LOS ANGELES — The Dodgers finally held a lead on Monday night. That alone felt like progress for a team mired in one of its toughest stretches of the season. It was their first advantage since Friday, when they managed to scratch together three runs against Chris Sale in what seemed like one of their finest wins of the year. But since then, the momentum has vanished, and the Dodgers have dropped three straight games.
After losing 7-2 on consecutive days to close out the series against the Atlanta Braves, the Dodgers fell 9-3 to the San Francisco Giants on Monday night. The game was tied 3-3 after six innings, but the bullpen unraveled. Alex Vesia surrendered three hits and a walk while recording just one out in a three-run seventh inning. Then Wyatt Mills walked four batters and hit another in a three-run ninth, turning a close contest into a lopsided defeat.
A 6-3 deficit would have been tough enough, especially against the worst offense in Major League Baseball. But the Dodgers' bats have gone quiet. They've been held to three runs or fewer in nine of their last 12 games, a troubling trend for a lineup packed with All-Stars.
"The effort, the focus is there, I thought the fight was there. You know, we're going to come out of it," manager Dave Roberts said Monday night. "It's frustrating while you're in it, but we just have too much talent and too much desire to keep doing this for much longer."
History is not on their side. Three straight blowout losses—by five runs or more—ties a Los Angeles Dodgers franchise record, last set on June 12-14, 2008. That's a mark no team wants to match.
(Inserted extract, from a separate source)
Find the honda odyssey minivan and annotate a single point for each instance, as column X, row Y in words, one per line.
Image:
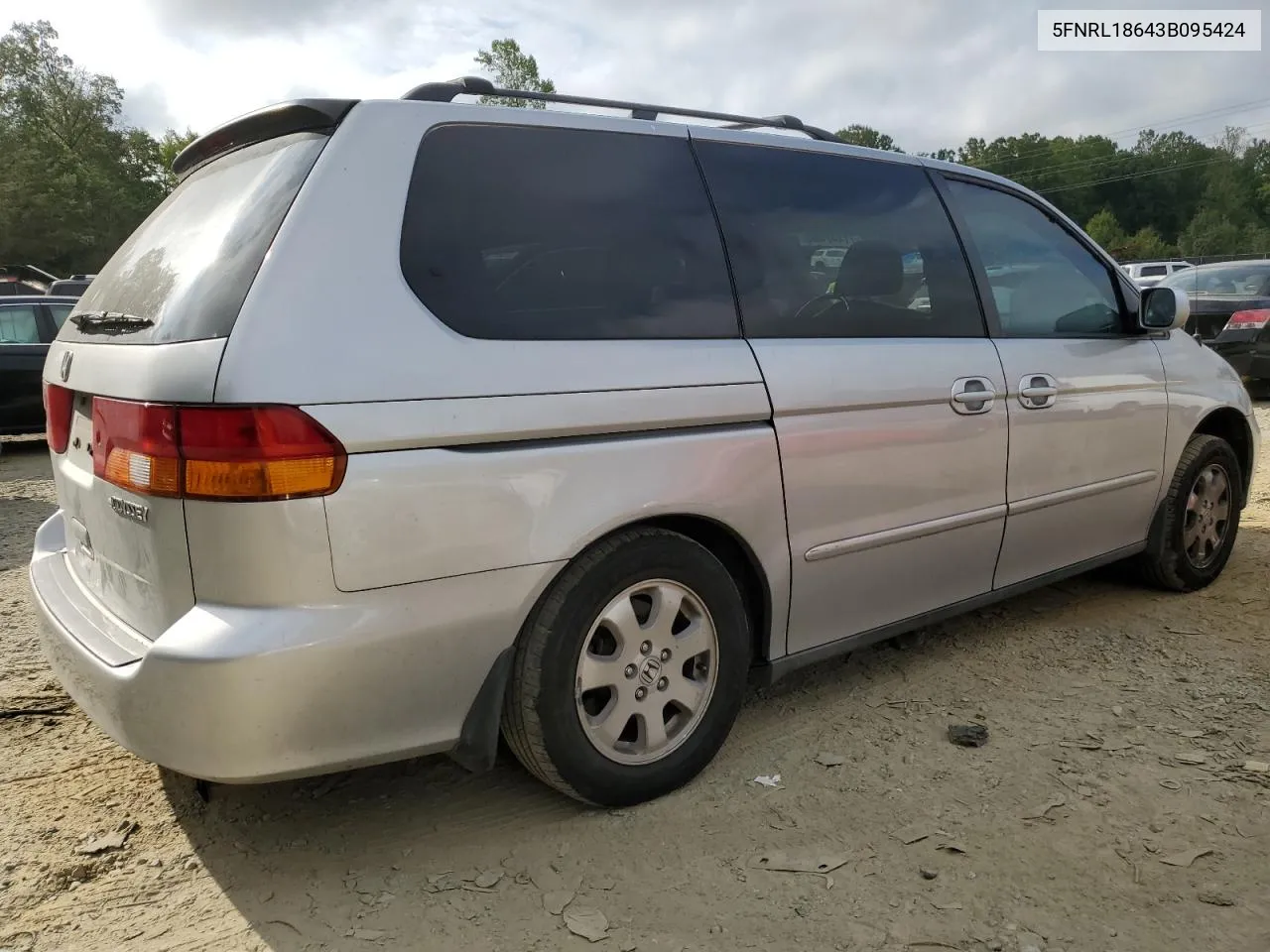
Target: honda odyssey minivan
column 589, row 445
The Dodgers are turning to their two best starting pitchers in the next two games, hoping to lower the threshold for victory. Yoshinobu Yamamoto takes the mound on Tuesday, followed by Shohei Ohtani on Wednesday. But Ohtani the hitter is struggling through one of his worst stretches in years. His .404 slugging percentage over the first 38 games is his lowest in any such span since 2021 with the Angels. Roberts confirmed Monday that Ohtani will not hit in one of the final two games of the series.
Ohtani isn't alone in his offensive struggles. Teoscar Hernández has been fighting through a rough patch, and he didn't record an extra-base hit in the series opener. For a team built on star power and high expectations, the Dodgers are searching for answers—and hoping their talent and determination will soon turn things around.